'Very hot topic': Criminals clamor to cast selves as victims in hope of Trump pardon
Donald Trump (Shutterstock)

High-profile convicts are rushing to cast themselves as victims of a vengeful justice system in the hope that President Donald Trump will free them from prison sentences, Politico reported Tuesday.

Among them are Sam Bankman-Fried and ex-Senator Bob Menendez (D-NJ).

But many others are kowtowing to Trump and his allies in an effort to get convictions dismissed or charges dropped, according to the report.

The moves follow the president’s appointment of Alice Johnson as a “pardon czar,” signaling he intends to up the use of the presidential power. On Friday, the Justice Department lawyer appointed by former President Joe Biden to oversee pardons was fired.

“Everybody that is in prison now is keenly aware of the environment, and it’s become a very hot topic within the low- and minimum-security inmate communities,” consultant Sam Mangel told Politico. Mangel has worked with Steve Bannon, Bankman-Fried and George Santos after they faced criminal allegations.

“Their maneuvers offer a glimpse of a legal landscape shifting in real time to a chief executive undeterred by the informal constraints that previously limited presidential interventions in the criminal justice system,” Politico reported.

Mangel told the website he was receiving two to four inquiries about clemency per day. In three years previous to Trump’s election, he got two in total.

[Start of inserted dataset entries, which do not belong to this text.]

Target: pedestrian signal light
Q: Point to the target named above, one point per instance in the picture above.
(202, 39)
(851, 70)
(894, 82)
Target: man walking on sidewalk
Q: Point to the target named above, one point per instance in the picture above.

“The level of interest is unheard of,” he told Politico.

Democratic megadonor Bankman-Friend, a crypto entrepreneur sentenced to 25 years in prison, has been attacking his judge, Lewis Kaplan, in an attempt to show Trump he is a victim of the legal system. Kaplan is the same judge that oversaw the Trump’s defamation trial brought by E. Jean Carroll.

And Menendez — convicted of corruption charges last year — is using the same tactic.

“President Trump is right,” he said last month, “This process is political and it’s corrupted to the core.”